Familiarize yourself with these DuploCloud concepts and terms before deploying containerized applications in DuploCloud. See the DuploCloud Common Concepts section for a description of DuploCloud Infrastructures, Tenants, Hosts, and Services.
Hosts
These are virtual machines (EC2 Instances, GCP Node pools, or Azure Agent Pools). By default, apps within a Tenant are pinned to VMs in the same Tenant. One can also deploy Hosts in one Tenant that can be leveraged by apps in other Tenants. This is called the shared-host model. The shared-host model does not apply to ECS Fargate.
Services
Service is a DuploCloud term and is not the same as a Kubernetes Service. In DuploCloud, a Service is a micro-service defined by a name, Docker Image, number of replicas, and other optional parameters. Behind the scenes, a DuploCloud Service maps 1:1 to a Deployment or StatefulSet, based on whether it has stateful volumes. There are many optional Service configurations for Docker containers. Among these are:
Environment variables
Host Network Mode
Volume mounts
Entrypoint or command overrides
Resource caps
Kubernetes health checks
Allocation Tags
A Service can be configured to run only a specific set of Hosts by setting allocation tags on the Hosts and Service. Allocation tags are case-insensitive substrings. On a Service, allocation tags should be a substring of the Host tag. For example, if a Host is tagged HighCpu;HighMem
, a Service tagged highcpu
can be placed on it. Services without allocation tags can be placed on any Host.
If a Host has a specific tag and there are Services with the same tag, the Host can also be used by any Service that doesn’t have a tag. To ensure a Host is only used by a specific set of Services, ensure all Services in the Tenant are tagged.
For Kubernetes Deployments, allocation tags are implemented using labels on nodes and then applying node selectors in your Deployment or StatefulSet configurations.
Host Networking
By default, Docker containers have network addresses. Sometimes, containers share the VM network interface. This reuse is called host networking mode.
Load Balancer
A DuploCloud Service that communicates with other Services, must be exposed by a Load Balancer. DuploCloud supports the following Load Balancers (LBs).
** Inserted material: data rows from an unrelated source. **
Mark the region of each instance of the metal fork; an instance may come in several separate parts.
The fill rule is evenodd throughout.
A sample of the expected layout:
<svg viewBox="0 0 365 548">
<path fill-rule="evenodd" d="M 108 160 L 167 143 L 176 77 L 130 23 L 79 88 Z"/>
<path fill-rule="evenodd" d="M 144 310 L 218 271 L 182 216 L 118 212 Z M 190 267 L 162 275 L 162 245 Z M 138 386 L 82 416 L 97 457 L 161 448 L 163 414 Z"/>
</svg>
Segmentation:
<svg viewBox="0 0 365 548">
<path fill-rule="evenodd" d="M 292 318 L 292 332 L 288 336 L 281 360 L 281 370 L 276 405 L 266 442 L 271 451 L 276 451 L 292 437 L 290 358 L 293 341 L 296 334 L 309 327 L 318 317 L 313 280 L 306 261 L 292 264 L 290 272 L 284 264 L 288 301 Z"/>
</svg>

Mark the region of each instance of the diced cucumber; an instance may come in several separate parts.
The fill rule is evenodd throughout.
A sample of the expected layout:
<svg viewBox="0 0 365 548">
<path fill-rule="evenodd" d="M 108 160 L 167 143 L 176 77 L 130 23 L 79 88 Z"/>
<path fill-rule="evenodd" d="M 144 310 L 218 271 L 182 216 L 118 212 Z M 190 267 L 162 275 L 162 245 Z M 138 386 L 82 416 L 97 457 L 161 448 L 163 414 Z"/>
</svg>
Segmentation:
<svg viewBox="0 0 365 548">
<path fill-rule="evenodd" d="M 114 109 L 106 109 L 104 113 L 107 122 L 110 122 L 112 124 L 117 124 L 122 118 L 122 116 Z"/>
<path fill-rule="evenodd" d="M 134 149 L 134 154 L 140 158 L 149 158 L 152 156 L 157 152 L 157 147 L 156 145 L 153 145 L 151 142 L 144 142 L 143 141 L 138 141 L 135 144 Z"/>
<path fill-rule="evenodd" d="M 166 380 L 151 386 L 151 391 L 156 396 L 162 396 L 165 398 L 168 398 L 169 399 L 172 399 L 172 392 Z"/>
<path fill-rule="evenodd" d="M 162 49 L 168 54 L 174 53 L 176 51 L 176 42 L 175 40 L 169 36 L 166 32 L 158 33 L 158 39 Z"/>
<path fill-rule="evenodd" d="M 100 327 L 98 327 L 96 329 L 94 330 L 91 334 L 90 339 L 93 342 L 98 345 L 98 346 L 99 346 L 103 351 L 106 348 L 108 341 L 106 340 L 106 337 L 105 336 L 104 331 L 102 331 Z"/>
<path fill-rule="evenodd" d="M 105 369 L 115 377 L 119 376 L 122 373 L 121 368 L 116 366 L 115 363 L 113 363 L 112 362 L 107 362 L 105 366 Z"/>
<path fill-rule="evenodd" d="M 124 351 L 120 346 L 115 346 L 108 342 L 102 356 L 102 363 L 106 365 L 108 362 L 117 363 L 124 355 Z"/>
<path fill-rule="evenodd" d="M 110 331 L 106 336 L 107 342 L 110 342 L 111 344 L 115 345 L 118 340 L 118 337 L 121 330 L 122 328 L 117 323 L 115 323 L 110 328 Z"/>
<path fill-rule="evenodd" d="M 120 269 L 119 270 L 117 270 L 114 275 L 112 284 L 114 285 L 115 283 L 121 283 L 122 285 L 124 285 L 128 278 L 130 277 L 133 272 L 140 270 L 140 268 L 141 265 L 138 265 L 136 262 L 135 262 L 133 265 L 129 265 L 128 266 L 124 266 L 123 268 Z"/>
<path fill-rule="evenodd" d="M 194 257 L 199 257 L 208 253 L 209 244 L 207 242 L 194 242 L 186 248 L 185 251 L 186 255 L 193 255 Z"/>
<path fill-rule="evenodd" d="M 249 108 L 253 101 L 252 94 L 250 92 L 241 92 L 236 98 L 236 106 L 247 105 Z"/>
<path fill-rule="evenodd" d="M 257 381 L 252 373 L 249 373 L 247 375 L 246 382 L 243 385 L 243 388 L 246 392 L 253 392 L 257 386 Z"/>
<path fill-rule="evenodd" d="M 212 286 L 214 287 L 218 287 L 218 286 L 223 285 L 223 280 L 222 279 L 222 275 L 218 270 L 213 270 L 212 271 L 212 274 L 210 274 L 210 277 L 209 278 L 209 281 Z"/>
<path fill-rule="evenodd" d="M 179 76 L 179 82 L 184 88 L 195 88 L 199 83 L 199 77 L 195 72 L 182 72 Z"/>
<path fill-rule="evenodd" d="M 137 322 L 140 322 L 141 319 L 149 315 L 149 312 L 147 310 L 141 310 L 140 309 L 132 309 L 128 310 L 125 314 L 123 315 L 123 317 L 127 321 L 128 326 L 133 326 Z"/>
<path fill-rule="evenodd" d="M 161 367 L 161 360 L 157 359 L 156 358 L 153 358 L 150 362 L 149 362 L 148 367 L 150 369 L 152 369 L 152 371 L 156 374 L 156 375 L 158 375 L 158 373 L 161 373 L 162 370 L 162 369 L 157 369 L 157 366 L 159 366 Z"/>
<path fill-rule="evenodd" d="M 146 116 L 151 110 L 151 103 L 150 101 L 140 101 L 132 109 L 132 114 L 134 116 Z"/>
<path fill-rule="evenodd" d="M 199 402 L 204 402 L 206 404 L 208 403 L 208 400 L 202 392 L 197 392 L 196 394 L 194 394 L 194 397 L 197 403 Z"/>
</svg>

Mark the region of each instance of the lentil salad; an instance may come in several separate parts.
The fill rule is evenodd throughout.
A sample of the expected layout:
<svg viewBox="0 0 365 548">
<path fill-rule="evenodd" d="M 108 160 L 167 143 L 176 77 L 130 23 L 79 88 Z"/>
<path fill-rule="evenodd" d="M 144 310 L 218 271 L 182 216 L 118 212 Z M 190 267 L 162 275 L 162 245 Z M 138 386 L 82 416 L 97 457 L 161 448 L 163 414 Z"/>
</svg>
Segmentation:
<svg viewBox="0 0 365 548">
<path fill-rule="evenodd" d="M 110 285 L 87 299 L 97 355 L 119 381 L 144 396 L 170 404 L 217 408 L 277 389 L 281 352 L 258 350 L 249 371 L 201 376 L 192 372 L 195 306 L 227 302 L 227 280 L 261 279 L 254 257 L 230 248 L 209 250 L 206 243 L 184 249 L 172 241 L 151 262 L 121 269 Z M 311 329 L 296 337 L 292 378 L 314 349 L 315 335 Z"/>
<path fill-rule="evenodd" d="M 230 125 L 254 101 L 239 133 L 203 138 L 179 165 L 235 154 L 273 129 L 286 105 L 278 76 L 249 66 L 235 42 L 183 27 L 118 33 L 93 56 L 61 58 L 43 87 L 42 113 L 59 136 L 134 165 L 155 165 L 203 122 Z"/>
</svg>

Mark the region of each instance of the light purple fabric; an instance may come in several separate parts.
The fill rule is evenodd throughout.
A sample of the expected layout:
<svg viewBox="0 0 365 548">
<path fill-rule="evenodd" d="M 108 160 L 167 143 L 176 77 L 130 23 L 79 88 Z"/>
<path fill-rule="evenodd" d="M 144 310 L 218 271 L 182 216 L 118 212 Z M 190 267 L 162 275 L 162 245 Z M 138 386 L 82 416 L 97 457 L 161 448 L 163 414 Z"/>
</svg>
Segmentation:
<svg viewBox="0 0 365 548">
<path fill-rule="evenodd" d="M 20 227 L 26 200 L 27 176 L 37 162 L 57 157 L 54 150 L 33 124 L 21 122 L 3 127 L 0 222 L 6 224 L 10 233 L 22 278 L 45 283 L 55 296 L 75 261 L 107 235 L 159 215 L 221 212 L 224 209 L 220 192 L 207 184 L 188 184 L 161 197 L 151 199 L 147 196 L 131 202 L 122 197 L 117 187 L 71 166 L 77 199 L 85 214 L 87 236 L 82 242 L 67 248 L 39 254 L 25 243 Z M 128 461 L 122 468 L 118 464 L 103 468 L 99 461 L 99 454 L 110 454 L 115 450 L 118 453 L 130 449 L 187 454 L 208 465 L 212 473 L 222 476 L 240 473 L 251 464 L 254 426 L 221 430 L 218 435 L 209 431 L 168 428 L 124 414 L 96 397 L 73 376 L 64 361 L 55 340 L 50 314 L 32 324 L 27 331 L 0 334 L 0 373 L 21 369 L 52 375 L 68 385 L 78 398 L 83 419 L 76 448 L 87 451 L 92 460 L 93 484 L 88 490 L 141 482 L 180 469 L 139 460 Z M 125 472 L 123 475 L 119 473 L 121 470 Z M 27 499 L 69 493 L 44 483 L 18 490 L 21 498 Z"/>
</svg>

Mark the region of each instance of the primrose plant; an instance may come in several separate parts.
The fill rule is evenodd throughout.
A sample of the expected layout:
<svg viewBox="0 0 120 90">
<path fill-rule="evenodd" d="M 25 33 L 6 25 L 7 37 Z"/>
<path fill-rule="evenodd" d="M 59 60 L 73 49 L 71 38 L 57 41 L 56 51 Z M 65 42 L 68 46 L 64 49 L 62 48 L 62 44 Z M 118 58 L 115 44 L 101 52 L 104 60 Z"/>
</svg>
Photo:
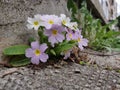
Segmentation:
<svg viewBox="0 0 120 90">
<path fill-rule="evenodd" d="M 22 53 L 33 64 L 47 62 L 53 56 L 62 55 L 64 59 L 67 59 L 74 47 L 77 46 L 83 50 L 84 46 L 88 44 L 88 40 L 81 35 L 78 24 L 72 22 L 64 14 L 60 16 L 37 14 L 33 18 L 28 17 L 27 22 L 28 29 L 36 30 L 39 35 L 39 41 L 32 41 L 31 46 L 26 46 Z M 20 49 L 20 46 L 17 47 Z M 11 48 L 13 49 L 15 46 L 6 48 L 4 54 L 10 55 Z"/>
</svg>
Application Elastic Load Balancer (ELB)
A DuploCloud Service exposed by an ELB is reachable from anywhere unless marked Internal, then, is only reachable from within the VPC (or DuploCloud Infrastructure). Application ELBs allow you to use a certificate to terminate SSL on the LB and avoid providing application SSLs and certificates (e.g., AWS Amazon Certificate Manager (ACM) certificates).
In Kubernetes, the platform creates a NodePort pointing to the Deployment and adds the Worker Nodes' Host IPs to the ELB. Traffic flows from the client to the external port defined in the ELB (for example, 443), to the ELB's NodePort (for example, 30004 on the Worker Node), and the Kubernetes Proxy running on each Worker Node. The Worker Node forwards the NodePort to the container.
Classic ELB (Only applicable to Built-in container orchestration)
Classic ELBs can be used when an application exposes non-HTTP ports that operate on any TCP port. Unless marked as Internal, Services exposed by an ELB are reachable from anywhere. Internal Services are reachable only from within the VPC (or DuploCloud infrastructure). Classic ELBs let you use a certificate to terminate SSL on the LB. This allows you to avoid providing application SSLs and certificates, such as AWS Amazon Certificate Manager (ACM) certificates.
Cluster IP (Kubernetes only)
Kubernetes ClusterIP Load Balancers can be used if you are required to expose the application only within the Kubernetes Cluster.